A little while ago [csir.co.za] , but still interesting I think.

Obligatory (1)

PapaBoojum (232247) | more than 4 years ago | (#31306096)

Space Junk (updated)

she was walking all alone
down the street in the alley
her name was Sally
she never saw it
when she was hit by space junk
    in New York, Miami Beach
    heavy metal fell in Cuba
    Mongolia, Saudi Arabia
    on christmas eve said NORAD
    a Soviet Sputnik hit Africa
    India, Venezuela
    (in Texas, Kansas)
    it's falling fast Peru too
    it keeps coming
and now i'm mad about space junk
i'm all burned out about space junk
oooh walk & talk about space junk
it smashed my baby's head
and now my Sally's dead

Why didn't it burn up? (1)

newdsfornerds (899401) | more than 4 years ago | (#31306656)

So, why didn't it burn up? Not enough velocity?
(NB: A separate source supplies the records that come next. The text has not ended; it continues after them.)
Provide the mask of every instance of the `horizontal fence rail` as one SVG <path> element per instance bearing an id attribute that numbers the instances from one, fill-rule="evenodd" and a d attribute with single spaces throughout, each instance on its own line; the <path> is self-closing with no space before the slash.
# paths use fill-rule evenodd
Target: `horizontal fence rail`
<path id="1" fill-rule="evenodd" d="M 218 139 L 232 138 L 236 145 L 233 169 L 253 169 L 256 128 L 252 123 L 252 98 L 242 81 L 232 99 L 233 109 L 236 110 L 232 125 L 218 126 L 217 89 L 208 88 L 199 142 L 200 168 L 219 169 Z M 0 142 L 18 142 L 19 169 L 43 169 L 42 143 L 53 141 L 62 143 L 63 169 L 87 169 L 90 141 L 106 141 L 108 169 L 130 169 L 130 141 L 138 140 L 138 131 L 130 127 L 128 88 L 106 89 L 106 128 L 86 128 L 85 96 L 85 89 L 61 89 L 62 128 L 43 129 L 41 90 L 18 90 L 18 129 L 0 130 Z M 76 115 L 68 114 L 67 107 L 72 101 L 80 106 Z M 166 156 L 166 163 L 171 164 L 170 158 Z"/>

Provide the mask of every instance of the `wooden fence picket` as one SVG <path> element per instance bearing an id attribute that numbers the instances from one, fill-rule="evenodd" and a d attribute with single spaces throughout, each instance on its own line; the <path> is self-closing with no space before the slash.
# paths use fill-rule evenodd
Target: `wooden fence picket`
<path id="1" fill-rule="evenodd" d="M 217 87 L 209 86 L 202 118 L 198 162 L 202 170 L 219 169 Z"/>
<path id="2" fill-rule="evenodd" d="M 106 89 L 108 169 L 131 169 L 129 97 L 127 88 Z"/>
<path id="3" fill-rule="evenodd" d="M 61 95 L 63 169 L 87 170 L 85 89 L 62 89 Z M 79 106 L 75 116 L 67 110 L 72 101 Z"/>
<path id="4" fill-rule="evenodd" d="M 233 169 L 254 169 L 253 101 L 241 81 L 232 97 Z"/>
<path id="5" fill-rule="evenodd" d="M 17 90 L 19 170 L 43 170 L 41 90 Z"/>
Not enough mass?

Re:Why didn't it burn up? (1)

ErikZ (55491) | more than 4 years ago | (#31306736)

I would assume "Not enough Velocity".

Track the rockets! (1)

Hoysala (1689222) | more than 4 years ago | (#31308702)

Preferably through land-based detection and tracking of rockets.

Just happened to have a cannonball handy? (1)

kimgkimg (957949) | more than 4 years ago | (#31312014)

What's up with the cannonball? So they just happened to carry a supply of these in the truck?

Re:Just happened to have a cannonball handy? (1)

Dr La (1342733) | more than 4 years ago | (#31313748)

It is a spherical auxiliary fuel tank.